We did not find a nicely packaged web service that offers us on-line payments, taking all VAT rules into account. Again, when the world was younger and the animals talked, only big companies would think of selling abroad. Big companies can afford to do this right and pay a consultant to build an online sales platform.

PayPal is really nice, but is built with American-style sales taxes in mind. You only need to know where your customer lives and then you know the tax rate.

I do not understand why the government does not provide such a PayPal-like platform, with full VAT support, for all companies to use. It would allow all of us to increase sales without upfront investment in an online VAT module. This way more customers would buy our cool stuff, we'd make more money and the government would raise more taxes. Everybody happy.

Enough complaining. Here is how we have solved the problem: we ignore VAT.

All of our customers get to see the same PayPal "pay now" button, and all customers pay the same amount of money (€499). Putting a "pay now" button on your website is trivial, thanks to PayPal. After we receive the money, we email a new license key to the customer so that our software will continue working.

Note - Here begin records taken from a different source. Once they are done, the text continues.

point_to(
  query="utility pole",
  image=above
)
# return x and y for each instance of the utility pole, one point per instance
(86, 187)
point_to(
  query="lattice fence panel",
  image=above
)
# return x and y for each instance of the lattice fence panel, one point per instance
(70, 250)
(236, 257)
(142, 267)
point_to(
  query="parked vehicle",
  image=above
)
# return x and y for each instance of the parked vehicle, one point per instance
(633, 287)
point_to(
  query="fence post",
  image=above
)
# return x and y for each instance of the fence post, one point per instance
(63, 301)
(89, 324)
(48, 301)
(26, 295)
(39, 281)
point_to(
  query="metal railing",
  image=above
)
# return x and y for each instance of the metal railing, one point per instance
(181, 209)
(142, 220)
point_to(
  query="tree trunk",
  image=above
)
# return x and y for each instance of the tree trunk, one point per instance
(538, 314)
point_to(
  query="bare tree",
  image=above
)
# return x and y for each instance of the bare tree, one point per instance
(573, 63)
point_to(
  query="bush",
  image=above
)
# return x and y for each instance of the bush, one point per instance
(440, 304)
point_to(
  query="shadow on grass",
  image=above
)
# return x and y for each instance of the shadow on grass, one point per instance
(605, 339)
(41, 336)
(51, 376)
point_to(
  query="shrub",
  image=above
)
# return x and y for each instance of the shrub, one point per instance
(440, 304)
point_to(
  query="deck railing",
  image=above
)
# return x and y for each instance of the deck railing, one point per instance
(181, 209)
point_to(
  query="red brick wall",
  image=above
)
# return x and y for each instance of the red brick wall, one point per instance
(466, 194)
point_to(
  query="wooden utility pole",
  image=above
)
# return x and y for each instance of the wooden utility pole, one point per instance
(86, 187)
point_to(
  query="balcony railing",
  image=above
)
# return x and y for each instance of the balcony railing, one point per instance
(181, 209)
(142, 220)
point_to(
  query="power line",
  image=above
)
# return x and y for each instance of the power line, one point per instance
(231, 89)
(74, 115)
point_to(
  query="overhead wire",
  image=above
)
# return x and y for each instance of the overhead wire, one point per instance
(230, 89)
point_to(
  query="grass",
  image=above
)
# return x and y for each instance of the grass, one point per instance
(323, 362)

After that, we go through the whole VAT mumbo-jumbo, in a mechanical Turk way (that is: by hand). If it turns out that the customer did not need to pay VAT, we're happy. The full €499 is revenue for us. If it turns out we did in fact need to charge VAT, we're still happy. We give the customer a €86.60 discount: €499 - discount + 21% VAT = €499.

It turns out that in our business very few customers will ever have to pay VAT: only Belgian customers (small market) and consumers (we have a B2B product). If ever we decide that we lose too much money on these discounts, we can always pay somebody to build a system that charges VAT the proper way.

By all means, feel free to try our purchase form and payment mechanism. I'll send you an invoice and a software license key!